Another self-fulfilling prophecy, I reckon.
The long weekend, in retrospect, feels correspondingly long. Thursday including the usual turkey-gobbling with family. Friday was a day of errands, following by listless sloth on my part. Saturday, we drove about, spent a little bit of money, and enjoyed a meal out. Sunday, we cooked our own turkey after what seemed to be days of prep time, and shared it (as well as stuffing and mashed potatoes) with friends.
Having friends over last night, we decided to play some games. I finally got to give War of the Ring a shot; our pal Robert helped me on that account. It seems to take a long while to set up, and we had a few fits and starts as we read the rules between moves. I sat myself in the inimitable role of Sauron, while Rob played the miserable Free Peoples. My evil plans came to naught, however, because by the time we'd gotten the hang of things, it was time to clear the table for dinner.
Curse those meddling kids.
After dinner (which turned out quite well, thanks), my brother in law, Adam, as well as Rob and myself, tried out Cthulhu 500. We played that until my son went to bed, after which we pulled out the Lord of the Rings boardgame. With my wife included, we managed to account for four hobbits. The first two boards seemed easy, but Shelob's Lair messed us up good. By the time we'd made it to Mordor, it was a forgone conclusion that we were all going to die. A series of very bad tiles destroyed Sam (me), Pippin, and Merry, leaving Frodo to witness Sauron's ultimate victory first hand.
I've actually played in a game of Lord of the Rings where we made it to the end and destroyed the ring.

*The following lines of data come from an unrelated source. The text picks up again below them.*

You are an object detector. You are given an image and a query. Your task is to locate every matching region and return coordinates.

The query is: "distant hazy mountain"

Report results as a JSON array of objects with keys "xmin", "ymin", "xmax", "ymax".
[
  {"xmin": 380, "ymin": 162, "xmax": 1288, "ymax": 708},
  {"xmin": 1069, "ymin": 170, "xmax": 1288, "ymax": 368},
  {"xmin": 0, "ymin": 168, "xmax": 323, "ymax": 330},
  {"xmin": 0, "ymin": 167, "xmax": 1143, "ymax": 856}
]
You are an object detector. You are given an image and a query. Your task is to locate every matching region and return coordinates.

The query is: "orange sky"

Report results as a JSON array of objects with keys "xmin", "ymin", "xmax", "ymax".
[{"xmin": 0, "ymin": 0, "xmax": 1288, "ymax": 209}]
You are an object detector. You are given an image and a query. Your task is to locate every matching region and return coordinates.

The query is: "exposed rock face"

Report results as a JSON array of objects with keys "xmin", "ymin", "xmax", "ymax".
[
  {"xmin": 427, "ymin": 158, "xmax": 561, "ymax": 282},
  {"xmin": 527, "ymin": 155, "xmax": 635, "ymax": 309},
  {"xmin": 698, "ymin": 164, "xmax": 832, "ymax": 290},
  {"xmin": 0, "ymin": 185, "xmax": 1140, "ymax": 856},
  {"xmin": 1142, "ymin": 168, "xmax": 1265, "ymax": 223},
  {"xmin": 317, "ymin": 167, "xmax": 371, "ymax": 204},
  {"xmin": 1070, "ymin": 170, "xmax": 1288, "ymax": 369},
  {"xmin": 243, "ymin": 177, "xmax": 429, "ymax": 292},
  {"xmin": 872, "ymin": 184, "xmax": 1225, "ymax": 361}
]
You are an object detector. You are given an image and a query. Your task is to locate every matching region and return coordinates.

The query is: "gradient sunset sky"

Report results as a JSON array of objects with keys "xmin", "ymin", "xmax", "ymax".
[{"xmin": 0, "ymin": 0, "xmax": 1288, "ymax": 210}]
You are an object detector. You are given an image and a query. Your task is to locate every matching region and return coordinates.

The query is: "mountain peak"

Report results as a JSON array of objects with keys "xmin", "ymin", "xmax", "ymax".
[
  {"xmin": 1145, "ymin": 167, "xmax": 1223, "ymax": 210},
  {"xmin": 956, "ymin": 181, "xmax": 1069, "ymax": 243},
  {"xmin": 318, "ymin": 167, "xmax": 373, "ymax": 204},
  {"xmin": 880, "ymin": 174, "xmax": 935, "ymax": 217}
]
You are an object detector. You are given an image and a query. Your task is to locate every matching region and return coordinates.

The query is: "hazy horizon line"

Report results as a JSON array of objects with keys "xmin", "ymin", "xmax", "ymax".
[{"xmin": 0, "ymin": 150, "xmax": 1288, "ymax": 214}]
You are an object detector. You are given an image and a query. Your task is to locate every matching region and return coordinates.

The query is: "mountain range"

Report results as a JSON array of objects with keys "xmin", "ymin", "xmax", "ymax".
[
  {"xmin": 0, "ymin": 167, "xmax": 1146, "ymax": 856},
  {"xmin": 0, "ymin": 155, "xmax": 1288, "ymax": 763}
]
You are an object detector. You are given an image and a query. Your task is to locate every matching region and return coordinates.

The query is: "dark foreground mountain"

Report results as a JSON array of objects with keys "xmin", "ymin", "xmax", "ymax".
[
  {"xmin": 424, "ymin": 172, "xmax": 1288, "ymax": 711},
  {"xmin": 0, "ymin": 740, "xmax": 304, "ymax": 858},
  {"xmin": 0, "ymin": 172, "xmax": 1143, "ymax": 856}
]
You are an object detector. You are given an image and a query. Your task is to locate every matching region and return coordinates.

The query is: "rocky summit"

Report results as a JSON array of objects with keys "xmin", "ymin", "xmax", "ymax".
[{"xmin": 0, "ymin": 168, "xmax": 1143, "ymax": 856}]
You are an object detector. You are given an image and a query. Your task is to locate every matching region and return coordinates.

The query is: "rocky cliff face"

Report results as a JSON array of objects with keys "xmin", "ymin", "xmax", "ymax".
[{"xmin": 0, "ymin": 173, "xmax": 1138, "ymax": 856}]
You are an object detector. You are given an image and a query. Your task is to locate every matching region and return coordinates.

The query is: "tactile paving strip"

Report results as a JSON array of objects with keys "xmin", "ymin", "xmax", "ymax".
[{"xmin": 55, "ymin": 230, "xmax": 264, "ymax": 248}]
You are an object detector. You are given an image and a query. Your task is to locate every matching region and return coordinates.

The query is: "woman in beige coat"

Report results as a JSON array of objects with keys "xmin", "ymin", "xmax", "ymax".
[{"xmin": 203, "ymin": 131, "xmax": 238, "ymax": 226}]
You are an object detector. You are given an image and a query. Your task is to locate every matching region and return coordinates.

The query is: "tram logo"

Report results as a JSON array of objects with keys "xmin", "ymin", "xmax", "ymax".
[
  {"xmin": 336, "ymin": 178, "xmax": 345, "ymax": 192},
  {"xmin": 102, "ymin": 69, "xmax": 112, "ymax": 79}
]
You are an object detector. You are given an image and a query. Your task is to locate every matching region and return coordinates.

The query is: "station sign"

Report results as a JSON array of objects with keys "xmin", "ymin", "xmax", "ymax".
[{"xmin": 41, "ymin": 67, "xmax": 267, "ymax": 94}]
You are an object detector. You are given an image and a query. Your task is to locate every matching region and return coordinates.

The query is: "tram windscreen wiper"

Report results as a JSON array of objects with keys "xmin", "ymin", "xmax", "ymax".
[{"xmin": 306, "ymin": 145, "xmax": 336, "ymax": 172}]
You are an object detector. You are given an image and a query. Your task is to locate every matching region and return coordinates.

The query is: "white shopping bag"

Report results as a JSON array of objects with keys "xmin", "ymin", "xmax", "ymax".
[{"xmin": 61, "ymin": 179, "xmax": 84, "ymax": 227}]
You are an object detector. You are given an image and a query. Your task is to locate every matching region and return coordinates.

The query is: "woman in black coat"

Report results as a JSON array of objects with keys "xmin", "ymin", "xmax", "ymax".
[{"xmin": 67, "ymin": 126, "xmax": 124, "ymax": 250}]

I think this must've been a stroke of luck, because I can't imagine ever doing so again. As much as I enjoy the game, I have to wonder what the statistical odds of success are. They can't be high.
After the game ended, we kicked everyone out, cleaned up house, and went to bed. It was a late night, and here I am some six hours later, tired and somewhat maudlin about the long weekend that passed me by. Another two hours in a warm bed next to my wife sounds like some approximation of Heaven, but I'm too responsible to call in and make a half-assed excuse in order to delay the inevitable.
To the shower with me, and then to the orthodontic salt mine I go.